We had a few locks to do today, the first was Appley. There use to be two locks here but they were replaced by one that is 12 foot deep, The old locks are still there and you pass the bottom one before arriving at the new lock.It looks as if at sometime this lock may have been shallower as there are what look like recesses to house the bottom gate paddles higher up the sides, but no sign of gate recesses other than where the gates are now.
The river Douglass is not far away from the canal here. The Douglas use to flow into the sea at Southport, but now it goes into the Ribble Estuary. At one time this river was navigable from the sea to Wigan and some of the lock remains are still visible, it soon went out of use once the canal was open.

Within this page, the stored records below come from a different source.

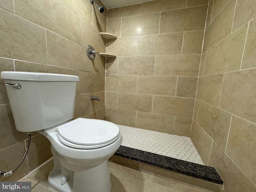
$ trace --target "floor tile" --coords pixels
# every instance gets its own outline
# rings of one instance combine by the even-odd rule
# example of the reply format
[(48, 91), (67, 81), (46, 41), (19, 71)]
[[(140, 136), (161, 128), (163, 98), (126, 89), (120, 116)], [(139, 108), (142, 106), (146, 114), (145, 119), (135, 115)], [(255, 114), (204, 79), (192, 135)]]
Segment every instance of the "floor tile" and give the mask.
[(189, 137), (117, 125), (123, 146), (204, 165)]

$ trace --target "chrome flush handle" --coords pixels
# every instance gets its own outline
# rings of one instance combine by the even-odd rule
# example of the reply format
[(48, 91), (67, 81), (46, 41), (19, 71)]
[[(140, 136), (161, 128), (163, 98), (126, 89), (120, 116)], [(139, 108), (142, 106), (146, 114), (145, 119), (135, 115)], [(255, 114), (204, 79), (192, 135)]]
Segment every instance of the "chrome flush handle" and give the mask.
[(16, 89), (19, 89), (21, 87), (21, 85), (19, 83), (15, 83), (15, 84), (10, 84), (9, 83), (6, 83), (6, 85), (7, 86), (10, 86), (11, 87), (14, 87)]

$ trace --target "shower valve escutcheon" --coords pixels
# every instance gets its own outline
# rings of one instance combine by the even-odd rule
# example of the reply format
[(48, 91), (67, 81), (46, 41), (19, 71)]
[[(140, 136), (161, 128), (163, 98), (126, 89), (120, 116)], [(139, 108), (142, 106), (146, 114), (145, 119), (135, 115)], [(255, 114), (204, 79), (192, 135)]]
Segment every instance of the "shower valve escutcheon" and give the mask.
[(96, 51), (94, 50), (94, 48), (91, 45), (88, 45), (86, 47), (86, 53), (87, 53), (87, 56), (88, 57), (91, 59), (93, 59), (95, 57), (95, 54), (97, 54), (99, 56), (100, 56), (100, 55)]

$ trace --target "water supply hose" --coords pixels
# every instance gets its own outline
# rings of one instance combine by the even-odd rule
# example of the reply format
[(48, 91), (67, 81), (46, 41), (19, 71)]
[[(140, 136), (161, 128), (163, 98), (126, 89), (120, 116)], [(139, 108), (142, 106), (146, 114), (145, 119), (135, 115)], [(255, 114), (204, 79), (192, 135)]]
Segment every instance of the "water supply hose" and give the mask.
[(15, 168), (13, 169), (11, 171), (9, 171), (8, 172), (5, 172), (4, 171), (2, 171), (0, 170), (0, 175), (2, 175), (4, 177), (6, 177), (7, 176), (9, 176), (9, 175), (11, 175), (13, 173), (13, 172), (16, 170), (17, 169), (18, 169), (19, 167), (20, 166), (25, 158), (26, 157), (26, 156), (27, 155), (27, 154), (28, 153), (28, 148), (29, 148), (29, 146), (30, 144), (30, 141), (31, 140), (31, 132), (29, 132), (27, 133), (27, 134), (28, 136), (28, 145), (27, 146), (27, 148), (26, 149), (26, 151), (25, 152), (25, 153), (24, 154), (24, 155), (23, 155), (23, 157), (21, 159), (19, 164), (18, 164), (17, 166), (15, 167)]

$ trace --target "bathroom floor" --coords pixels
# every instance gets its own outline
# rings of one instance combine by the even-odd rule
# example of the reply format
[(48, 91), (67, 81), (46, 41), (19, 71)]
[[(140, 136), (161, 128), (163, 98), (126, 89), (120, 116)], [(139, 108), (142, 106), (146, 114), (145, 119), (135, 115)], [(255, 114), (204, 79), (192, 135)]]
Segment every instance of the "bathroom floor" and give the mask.
[(188, 137), (117, 125), (123, 146), (204, 165)]
[[(112, 185), (111, 192), (209, 191), (112, 162), (109, 162), (109, 167)], [(52, 158), (19, 181), (31, 182), (32, 192), (58, 192), (47, 182), (48, 174), (53, 167)]]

We were soon at Dean Lock, this also has another lock in parallel with it but is not so deep as Appley so it only bypasses a single lock. Again you come to the bottom of the old lock before arriving at the bottom of the new one, but this time the new one is in view as is the motorway running almost over top of it..
We pushed on in the sunshine, not seeing so many boat on the move today. When we arrived at Meadow lock were three chaps by the lock side who had consumed quite a bit of cider with all there belongings on the lock beam, they cleared the stuff off as soon as Diana arrived and the one who had been asleep was quite communicative, the others insisted that had been jumping across the lock before we arrived, its probably 18 feet. Once we left 2 of them jumped into the lock but were a bit surprised how cold the water was. When Diana returned to the boat she said the top lock area was covered in blood, it obviously hadn't come from these three.

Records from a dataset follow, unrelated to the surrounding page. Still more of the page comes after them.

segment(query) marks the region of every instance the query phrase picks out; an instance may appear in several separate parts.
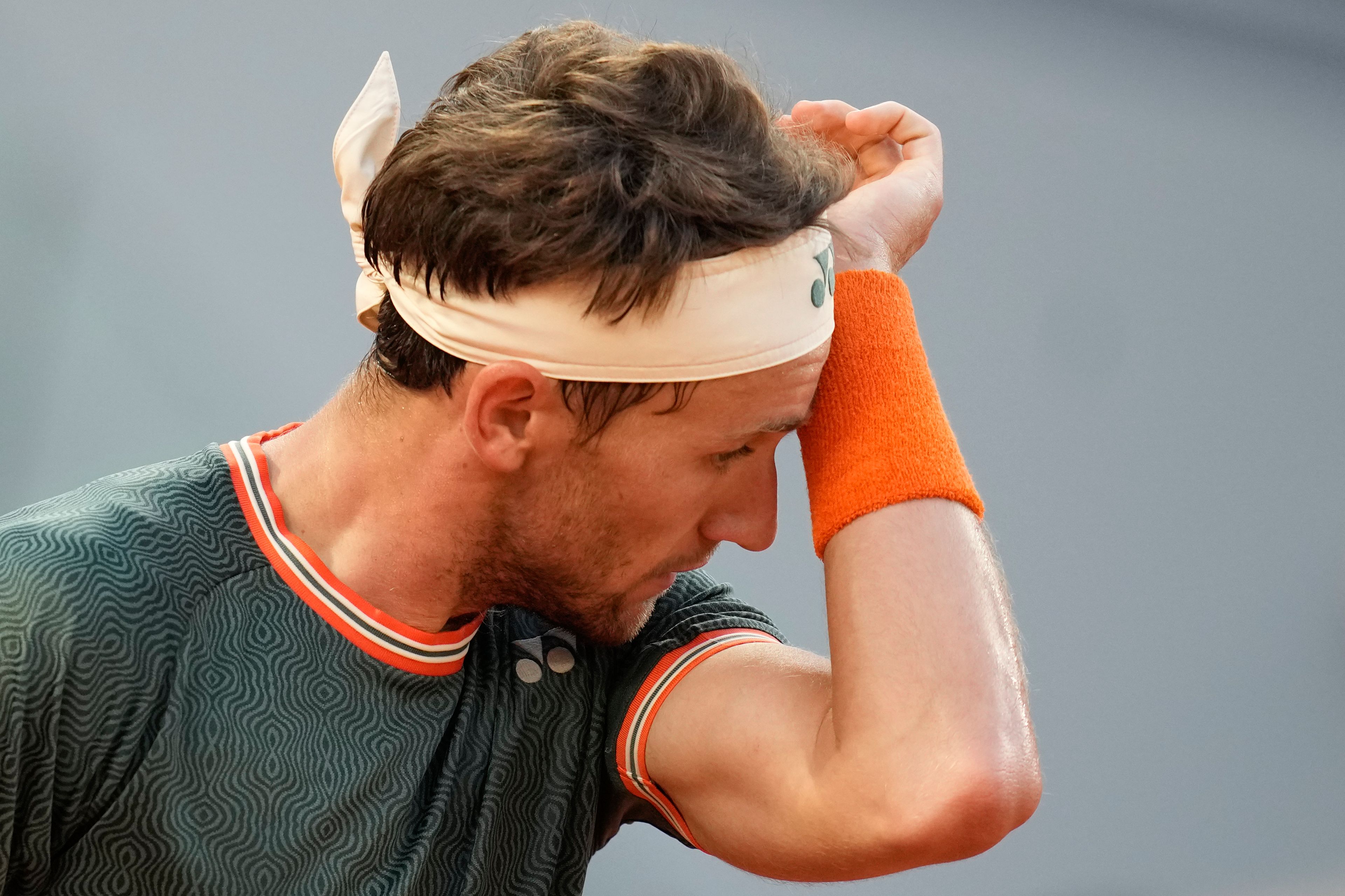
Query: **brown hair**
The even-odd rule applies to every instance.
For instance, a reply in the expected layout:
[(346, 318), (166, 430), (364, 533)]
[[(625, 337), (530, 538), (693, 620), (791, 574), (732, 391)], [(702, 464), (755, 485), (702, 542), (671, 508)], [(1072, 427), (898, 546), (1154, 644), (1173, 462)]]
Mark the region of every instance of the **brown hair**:
[[(569, 21), (444, 85), (364, 197), (364, 251), (385, 275), (492, 298), (592, 278), (590, 313), (656, 314), (683, 263), (818, 223), (850, 177), (845, 156), (777, 128), (726, 54)], [(371, 363), (408, 388), (451, 387), (460, 359), (387, 298), (378, 318)], [(561, 386), (590, 433), (658, 391)], [(672, 407), (686, 395), (675, 390)]]

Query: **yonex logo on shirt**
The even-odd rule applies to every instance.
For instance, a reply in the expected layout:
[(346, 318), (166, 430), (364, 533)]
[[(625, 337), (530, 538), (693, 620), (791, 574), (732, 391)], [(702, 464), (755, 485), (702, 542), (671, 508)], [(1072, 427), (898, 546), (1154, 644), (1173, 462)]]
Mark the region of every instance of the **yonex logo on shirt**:
[[(554, 638), (557, 641), (564, 641), (565, 643), (554, 645), (550, 650), (546, 650), (542, 643), (543, 638)], [(512, 643), (515, 647), (527, 654), (514, 664), (514, 674), (516, 674), (525, 684), (537, 684), (542, 680), (543, 664), (547, 669), (557, 674), (565, 674), (574, 668), (577, 638), (572, 631), (558, 626), (547, 629), (535, 638), (521, 638)]]

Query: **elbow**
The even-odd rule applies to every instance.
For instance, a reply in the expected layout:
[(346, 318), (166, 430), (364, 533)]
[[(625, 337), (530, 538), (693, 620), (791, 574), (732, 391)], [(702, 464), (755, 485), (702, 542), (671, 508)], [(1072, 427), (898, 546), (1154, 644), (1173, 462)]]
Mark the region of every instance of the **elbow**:
[(913, 833), (936, 856), (933, 861), (970, 858), (1032, 818), (1040, 802), (1041, 768), (1033, 755), (1028, 762), (955, 776), (931, 807), (923, 830)]
[(923, 795), (892, 807), (881, 823), (885, 873), (971, 858), (1026, 822), (1041, 802), (1036, 751), (944, 766)]

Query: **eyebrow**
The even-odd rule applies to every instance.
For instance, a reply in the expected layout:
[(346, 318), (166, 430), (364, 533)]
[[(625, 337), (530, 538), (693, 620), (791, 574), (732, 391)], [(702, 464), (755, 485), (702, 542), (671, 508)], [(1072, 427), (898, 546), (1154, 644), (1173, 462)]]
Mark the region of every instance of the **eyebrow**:
[(812, 416), (812, 406), (802, 416), (780, 416), (771, 420), (764, 420), (759, 426), (744, 430), (733, 437), (733, 439), (746, 439), (753, 435), (761, 435), (763, 433), (792, 433), (800, 426), (807, 424), (808, 418)]

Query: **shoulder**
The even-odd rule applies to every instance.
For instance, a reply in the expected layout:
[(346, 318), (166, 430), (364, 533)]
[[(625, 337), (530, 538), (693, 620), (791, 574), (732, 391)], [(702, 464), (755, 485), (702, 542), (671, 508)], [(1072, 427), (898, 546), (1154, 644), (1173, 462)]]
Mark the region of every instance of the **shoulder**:
[(654, 604), (650, 621), (631, 646), (642, 652), (667, 650), (725, 629), (759, 630), (784, 641), (771, 618), (740, 599), (733, 586), (695, 570), (677, 576), (672, 587)]
[(247, 568), (249, 544), (217, 449), (117, 473), (0, 516), (0, 626), (199, 594)]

Just after we entered Pagefield lock a boat came the other way but just hovered while we worked the lock and left. I think that was the third or forth one we had seen. When we went through last The Orwell pub was covered in scaffolding, that has now all gone. I have the feeling I saw Weatherspoons in the end of it now.
Its a shame the rest of the area has been let go, a lot of work has been put into the interpretation gardens with a Bantam Tug, craneand other items all left to decay. The seem to find money for these projects but not to maintain them.
Its a sharp right opposite The Orwell under Pottery Rd Changeline Bridge, that's a name and a half for a bridge, on the bridge is another statue, one that took Diana by surprise first time she saw him.
We decided to stop below Henhurst Lock as the surroundings are nicer than just below the Wigan flight where we would moor for the night. We could have a wander round and look at things, but almost as soon as we stopped it clouded over and as we ate dinner it started to rain, so we just stayed put until the rain stopped. Needless to say as soon as we set off the rain started again, we worked up through Henhurst lock, the water flow from the gate paddle is quite fierce but we only used the near side paddles, to get to the off side is quite a trek, up onto the road, over the bridge and then back to the other side of the lock, not sure what you would do if you needed to drop the paddles in a hurry, it was then on past the junction to moor behind another boat waiting to go up in the morning. As soon as we stopped so did the rain.